Note
Go to the end to download the full example code.
Batched simulations with TorchSim¶
TorchSim supports batching multiple systems into a single SimState
for efficient parallel evaluation on GPU.
MetatomicModel handles this
transparently.
Setup¶
We reuse the same minimal model from Getting started with TorchSim. The model must produce differentiable energy so that forces/stress can be computed via autograd.
from typing import Dict, List, Optional
import ase.build
import matplotlib.pyplot as plt
import torch
import torch_sim as ts
from metatensor.torch import Labels, TensorBlock, TensorMap
import metatomic.torch as mta
from metatomic_torchsim import MetatomicModel
class HarmonicEnergy(torch.nn.Module):
"""Harmonic restraint: E = k * sum(positions^2)."""
def __init__(self, k: float = 0.1):
super().__init__()
self.k = k
def forward(
self,
systems: List[mta.System],
outputs: Dict[str, mta.ModelOutput],
selected_atoms: Optional[Labels] = None,
) -> Dict[str, TensorMap]:
energies: List[torch.Tensor] = []
for system in systems:
e = self.k * torch.sum(system.positions**2)
energies.append(e.reshape(1, 1))
energy = torch.cat(energies, dim=0)
block = TensorBlock(
values=energy,
samples=Labels("system", torch.arange(len(systems)).reshape(-1, 1)),
components=[],
properties=Labels("energy", torch.tensor([[0]])),
)
return {
"energy": TensorMap(keys=Labels("_", torch.tensor([[0]])), blocks=[block])
}
capabilities = mta.ModelCapabilities(
length_unit="Angstrom",
atomic_types=[13, 29], # Al, Cu
interaction_range=0.0,
outputs={"energy": mta.ModelOutput(quantity="energy", unit="eV")},
supported_devices=["cpu"],
dtype="float64",
)
atomistic_model = mta.AtomisticModel(
HarmonicEnergy(0.1).eval(), mta.ModelMetadata(), capabilities
)
model = MetatomicModel(atomistic_model, device="cpu")
Creating a batched state¶
Pass a list of ASE Atoms objects to initialize_state:
atoms_list = [
ase.build.bulk("Cu", "fcc", a=3.6, cubic=True),
ase.build.bulk("Cu", "fcc", a=3.65, cubic=True),
ase.build.bulk("Al", "fcc", a=4.05, cubic=True),
]
sim_state = ts.initialize_state(atoms_list, device=model.device, dtype=model.dtype)
print("Total atoms in batch:", sim_state.n_atoms)
Total atoms in batch: 12
Evaluating the batch¶
A single forward call evaluates all systems:
results = model(sim_state)
print("Energy shape:", results["energy"].shape) # [n_systems]
print("Forces shape:", results["forces"].shape) # [n_total_atoms, 3]
print("Stress shape:", results["stress"].shape) # [n_systems, 3, 3]
Energy shape: torch.Size([3])
Forces shape: torch.Size([12, 3])
Stress shape: torch.Size([3, 3, 3])
The output shapes reflect the batch:
results["energy"]has shape[n_systems]– one energy per systemresults["forces"]has shape[n_total_atoms, 3]– all atoms concatenatedresults["stress"]has shape[n_systems, 3, 3]– one 3x3 tensor per system
print("Per-system energies:", results["energy"])
Per-system energies: tensor([1.9440, 1.9984, 2.4604], dtype=torch.float64)
How system_idx works¶
SimState tracks which atom belongs to which system via the
system_idx tensor.
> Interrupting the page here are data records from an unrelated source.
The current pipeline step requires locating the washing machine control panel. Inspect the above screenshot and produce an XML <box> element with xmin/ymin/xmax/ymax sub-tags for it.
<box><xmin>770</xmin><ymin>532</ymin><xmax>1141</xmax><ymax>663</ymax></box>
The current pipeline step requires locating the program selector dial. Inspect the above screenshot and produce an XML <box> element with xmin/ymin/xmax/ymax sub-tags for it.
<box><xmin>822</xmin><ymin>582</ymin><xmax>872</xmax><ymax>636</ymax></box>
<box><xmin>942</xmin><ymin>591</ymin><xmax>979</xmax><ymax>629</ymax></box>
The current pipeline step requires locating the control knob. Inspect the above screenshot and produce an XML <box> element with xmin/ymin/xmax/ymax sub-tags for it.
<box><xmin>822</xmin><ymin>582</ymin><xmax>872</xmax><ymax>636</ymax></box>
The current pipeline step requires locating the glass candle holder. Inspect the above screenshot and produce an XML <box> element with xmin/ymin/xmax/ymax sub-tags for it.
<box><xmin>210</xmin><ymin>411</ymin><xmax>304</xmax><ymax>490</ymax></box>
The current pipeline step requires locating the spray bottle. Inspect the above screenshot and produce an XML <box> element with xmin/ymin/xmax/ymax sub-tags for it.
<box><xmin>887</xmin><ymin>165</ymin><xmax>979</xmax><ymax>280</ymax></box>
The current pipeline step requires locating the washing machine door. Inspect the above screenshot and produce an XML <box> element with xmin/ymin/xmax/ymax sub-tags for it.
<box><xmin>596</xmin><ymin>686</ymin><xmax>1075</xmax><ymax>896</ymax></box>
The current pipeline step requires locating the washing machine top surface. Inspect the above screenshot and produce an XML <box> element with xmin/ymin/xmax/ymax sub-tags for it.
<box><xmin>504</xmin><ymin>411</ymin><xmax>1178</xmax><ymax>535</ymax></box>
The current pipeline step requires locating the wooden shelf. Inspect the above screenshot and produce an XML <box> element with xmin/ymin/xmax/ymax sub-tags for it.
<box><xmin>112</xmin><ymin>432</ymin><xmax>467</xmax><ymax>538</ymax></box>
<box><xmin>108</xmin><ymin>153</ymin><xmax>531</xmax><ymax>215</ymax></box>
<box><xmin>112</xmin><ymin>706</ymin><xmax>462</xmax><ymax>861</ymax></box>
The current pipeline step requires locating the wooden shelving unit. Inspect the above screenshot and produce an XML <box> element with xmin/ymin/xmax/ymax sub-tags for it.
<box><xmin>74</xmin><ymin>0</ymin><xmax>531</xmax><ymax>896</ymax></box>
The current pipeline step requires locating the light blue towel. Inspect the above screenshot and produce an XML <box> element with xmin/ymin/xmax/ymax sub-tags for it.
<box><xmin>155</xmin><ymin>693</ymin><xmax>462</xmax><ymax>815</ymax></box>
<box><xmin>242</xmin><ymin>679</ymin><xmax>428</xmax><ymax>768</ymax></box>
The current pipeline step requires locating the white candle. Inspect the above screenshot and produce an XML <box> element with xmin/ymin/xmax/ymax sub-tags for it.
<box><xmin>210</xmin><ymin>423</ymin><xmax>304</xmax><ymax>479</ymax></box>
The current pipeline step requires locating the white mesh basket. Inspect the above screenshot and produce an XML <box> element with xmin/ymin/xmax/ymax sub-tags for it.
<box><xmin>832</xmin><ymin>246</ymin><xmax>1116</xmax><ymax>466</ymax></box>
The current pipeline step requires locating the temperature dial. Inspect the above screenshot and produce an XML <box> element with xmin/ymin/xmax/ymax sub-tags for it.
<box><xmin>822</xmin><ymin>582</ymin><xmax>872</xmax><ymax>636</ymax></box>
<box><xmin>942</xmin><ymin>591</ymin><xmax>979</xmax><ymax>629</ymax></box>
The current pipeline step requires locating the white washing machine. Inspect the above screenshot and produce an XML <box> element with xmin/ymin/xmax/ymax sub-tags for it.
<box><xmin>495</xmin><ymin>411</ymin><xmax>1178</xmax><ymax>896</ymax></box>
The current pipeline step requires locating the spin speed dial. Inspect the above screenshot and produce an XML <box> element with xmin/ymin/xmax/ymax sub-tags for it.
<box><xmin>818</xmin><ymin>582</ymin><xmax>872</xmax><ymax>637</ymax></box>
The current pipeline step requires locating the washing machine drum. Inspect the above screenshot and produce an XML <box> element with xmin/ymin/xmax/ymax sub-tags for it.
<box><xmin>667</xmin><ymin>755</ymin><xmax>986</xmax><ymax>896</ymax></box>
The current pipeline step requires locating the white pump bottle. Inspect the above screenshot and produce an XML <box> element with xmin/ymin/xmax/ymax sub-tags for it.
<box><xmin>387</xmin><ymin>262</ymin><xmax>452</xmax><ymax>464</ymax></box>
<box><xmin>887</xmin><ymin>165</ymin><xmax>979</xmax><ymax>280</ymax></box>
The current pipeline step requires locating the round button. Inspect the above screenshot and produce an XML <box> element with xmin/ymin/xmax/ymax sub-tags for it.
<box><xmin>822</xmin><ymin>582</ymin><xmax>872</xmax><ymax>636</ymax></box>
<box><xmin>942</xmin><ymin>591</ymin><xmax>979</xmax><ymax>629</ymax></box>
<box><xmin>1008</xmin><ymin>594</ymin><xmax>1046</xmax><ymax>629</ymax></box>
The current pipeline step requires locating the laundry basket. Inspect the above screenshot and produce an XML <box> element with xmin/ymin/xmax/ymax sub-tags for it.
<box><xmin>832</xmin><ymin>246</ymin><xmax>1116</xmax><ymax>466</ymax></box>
For three 4-atom systems, system_idx looks
like:
print("system_idx:", sim_state.system_idx)
system_idx: tensor([0, 0, 0, 0, 1, 1, 1, 1, 2, 2, 2, 2])
MetatomicModel.forward uses this to split the batched positions and
types into per-system System objects before calling the underlying
model.
Batch consistency¶
Energies computed in a batch match those computed individually. This is guaranteed because each system gets its own neighbor list and independent evaluation:
individual_energies = []
for atoms in atoms_list:
state = ts.initialize_state(atoms, device=model.device, dtype=model.dtype)
res = model(state)
individual_energies.append(res["energy"].item())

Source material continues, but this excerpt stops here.